Borehole temperature-depth profiles contain a record of surface ground temperature (SGT) changes with time and complement surface air temperature (SAT) analysis to infer climate change over multiple centuries. Ground temperatures are generally warmer than air temperatures due to solar radiation effects in the summer and the insulating effect of snow cover during the winter. The low thermal diffusivity of snow damps surface temperature variations; snow effectively acts as an insulator of the ground during the coldest part of the year. A numerical model of snow-ground thermal interactions is developed to investigate the effect of seasonal snow cover on annual ground temperatures. Using the model, we calculate the response of SGT to changes in seasonal snow cover in North America from 1950--2002, the period for which comprehensive snow and air observations exist across the region.
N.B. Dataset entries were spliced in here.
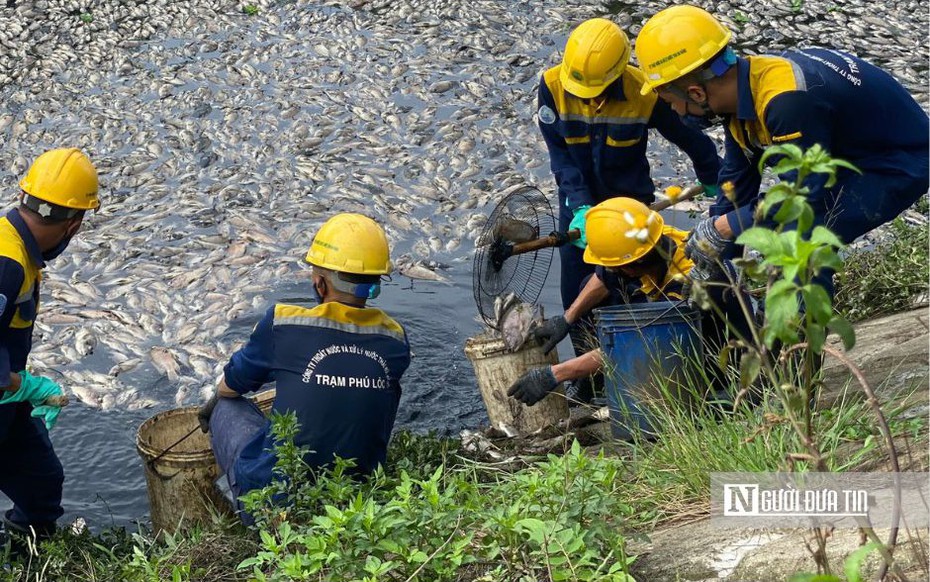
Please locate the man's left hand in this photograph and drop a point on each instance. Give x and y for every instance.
(47, 413)
(705, 243)
(710, 190)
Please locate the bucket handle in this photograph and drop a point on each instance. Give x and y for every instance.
(674, 307)
(151, 462)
There are no significant trends in either onset or duration from 1950--2002. Winter season air temperature has warmed during this period, particularly from 1970--2002. The effect of the combination of a relatively stationary snow season with winter season SAT warming has been to diminish the mean annual SGT-SAT offset by -0.05 K/decade over the past 30 years. In addition to snow cover, incident solar radiation can have a pronounced effect on ground temperatures. Using data from Emigrant Pass Observatory in northwestern Utah, we investigate the impact that radiation and snow have had on SGT at this site during the period 1993--2004. Solar radiation is observed to exert a linear influence on the SGT-SAT difference with a trend of 1.21 K per 100 Wm-2 and can account for the 2.47 K average offset in SGT-SAT. Snow cover exerts only a minor influence on the annual tracking of SGT and SAT at the site.